It has been 20 years since the eruption of the so-called second Intifada, or Palestinian uprising, that was believed to have been instigated by the visit of then head of the Israeli opposition Ariel Sharon to the Temple Mount, a plateau in Jerusalem considered holy for Jews and Muslims alike.
Triggering a huge outcry, that visit brought thousands of Palestinians into the streets of the West Bank and the Gaza Strip where they clashed with Israeli security forces, demanding the nation's leadership take their hands off Islam's holy sites.
The Last Straw
But for Dr Nabil Shaath, currently a top adviser to Palestinian leader Mahmoud Abbas, who back then served as a close aide to Palestinian leader Yasser Arafat, Sharon's visit to the Temple Mount was the straw that broke the camel's back.
The frustration of the Palestinians, he says, started long before the notorious visit.
Although the historic Oslo Accords in 1993 between Israel and the Palestinians stipulated the gradual establishment of an independent Palestinian state, in reality very little has been done to achieve that goal.
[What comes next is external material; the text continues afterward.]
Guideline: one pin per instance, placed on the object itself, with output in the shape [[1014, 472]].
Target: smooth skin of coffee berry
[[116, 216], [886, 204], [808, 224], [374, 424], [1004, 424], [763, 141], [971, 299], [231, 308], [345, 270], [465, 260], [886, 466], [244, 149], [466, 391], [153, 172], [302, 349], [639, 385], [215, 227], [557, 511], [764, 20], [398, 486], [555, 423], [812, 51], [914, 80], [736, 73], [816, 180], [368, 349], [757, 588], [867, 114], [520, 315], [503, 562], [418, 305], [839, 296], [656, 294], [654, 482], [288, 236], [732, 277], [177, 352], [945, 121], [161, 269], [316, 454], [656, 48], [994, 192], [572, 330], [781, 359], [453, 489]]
Israel claimed it couldn't entrust the Palestinians, who had resorted to terror since the mid-1990s, with more territories, while the Palestinians believed the Jewish state had done everything in its power to prevent the creation of their state.
That distrust was also felt in the summer of 2000, when the US under then-President Bill Clinton finally managed to get the two sides to sit town at the negotiating table in Washington but the talks failed to produce results.
This failure led some in Israel to believe the riots that erupted shortly afterward had nothing to do with the spontaneous anger of the Palestinians and that the Intifada was in fact planned and executed by the PA leadership.
For Shaath, however, those claims do not make any sense. "The Palestinian leadership was trying hard to contain the situation, but the actions of Sharon made it impossible for us to hold the masses back".
Terror As Legitimate Measure?
Sharon came to power in February 2001, a month after two Palestinian factions, Fatah and Hamas, decided to change their tactics in handling the Israeli Army.
If in the first months of the Intifada the focus was more on riots and clashes with security forces, 2001 saw an increase in terror activity against civilians.
During the five-year Intifada, Israel witnessed more than 10,000 assaults, 155 of them were suicide attacks. These incidents claimed the lives of over 1,100 Israelis. Thousands of others were also wounded in the violence.
Despite the pain, loss, and destruction inflicted by the operation, Shaath believes the drastic measures taken by the Palestinians were a legitimate method used by a people, "who were suffering at the hands of Israeli occupation".
Did that resistance achieve its aims? Shaath believes that back then it did. Now, however, as "life and circumstances have changed", the Palestinians should be looking for other means to continue their struggle for independence, Shaath notes.